Ingest And Search Workflow

The default tools above cover the standard bucket-create, ingest, poll, and search sequence for retrieval-augmented generation. For a full walkthrough of building an agent-driven RAG workflow on top of GroundX MCP, see Ingest, Search, and Answer With an Agent.

Local Files

The GroundX MCP server doesn’t expose a tool for local-file uploads. To make a local file available through MCP, upload it to GroundX-hosted storage via the pre-signed upload flow first, then submit the resulting hosted URL to document_ingestremote.

If you’re integrating from application code rather than an MCP client, the GroundX SDKs handle this pre-signed upload flow automatically — see GroundX SDKs and the in-depth ingest guide for the direct-SDK equivalent.

Migration From Old Tool Names

GroundX MCP previously registered the full GroundX API surface directly as named tools. That default is now reduced to the 12 default tools plus the 4 always-present tools documented above. This is a breaking change for any client that called an advanced or destructive operation by its old direct tool name (for example a bare bucket_delete or workflow_delete tool call).

There is no restore flag. No configuration option, environment variable, or opt-in brings back the old full named-tool list — the simplified default surface is intentional and permanent.

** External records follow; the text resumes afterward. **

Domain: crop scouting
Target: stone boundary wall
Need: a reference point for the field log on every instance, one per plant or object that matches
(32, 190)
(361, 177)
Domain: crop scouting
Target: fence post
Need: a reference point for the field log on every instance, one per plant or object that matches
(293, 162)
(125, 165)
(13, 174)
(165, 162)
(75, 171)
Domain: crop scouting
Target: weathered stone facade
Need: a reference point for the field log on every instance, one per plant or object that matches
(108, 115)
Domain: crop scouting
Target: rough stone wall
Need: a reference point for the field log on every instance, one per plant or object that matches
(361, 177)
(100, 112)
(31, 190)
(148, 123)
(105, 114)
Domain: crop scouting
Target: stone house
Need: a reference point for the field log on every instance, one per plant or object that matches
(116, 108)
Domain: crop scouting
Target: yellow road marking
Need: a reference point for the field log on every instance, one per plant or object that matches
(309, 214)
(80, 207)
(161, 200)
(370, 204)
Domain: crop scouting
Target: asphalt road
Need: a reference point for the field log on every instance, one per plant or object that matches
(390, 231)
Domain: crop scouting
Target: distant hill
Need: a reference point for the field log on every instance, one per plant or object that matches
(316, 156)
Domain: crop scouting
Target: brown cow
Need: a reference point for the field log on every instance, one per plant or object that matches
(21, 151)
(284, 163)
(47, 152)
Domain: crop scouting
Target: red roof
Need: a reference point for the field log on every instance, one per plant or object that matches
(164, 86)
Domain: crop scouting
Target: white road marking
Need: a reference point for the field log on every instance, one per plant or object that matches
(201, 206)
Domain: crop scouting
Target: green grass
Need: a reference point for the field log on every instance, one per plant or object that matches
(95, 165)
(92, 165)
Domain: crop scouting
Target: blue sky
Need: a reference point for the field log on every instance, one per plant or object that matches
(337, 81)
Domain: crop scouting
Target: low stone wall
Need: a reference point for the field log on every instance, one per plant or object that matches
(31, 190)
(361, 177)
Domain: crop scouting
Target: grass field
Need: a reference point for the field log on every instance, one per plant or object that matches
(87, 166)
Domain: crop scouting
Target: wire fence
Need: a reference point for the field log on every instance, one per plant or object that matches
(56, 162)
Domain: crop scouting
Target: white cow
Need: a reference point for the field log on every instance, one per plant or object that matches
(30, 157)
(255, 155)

If you relied on an operation that’s no longer directly registered, use the discovery path instead:

list_operations({})
describe_operation({ "operationId": "Bucket_delete" })
call_operation({ "operationId": "Bucket_delete", "args": { "bucketId": 12345 } })

Use list_operations to confirm the exact operationId for the operation you need — advanced operation names use the PascalCase operationId form (for example Bucket_delete, Document_delete1), never the normalized lowercase form used by the 12 default tools.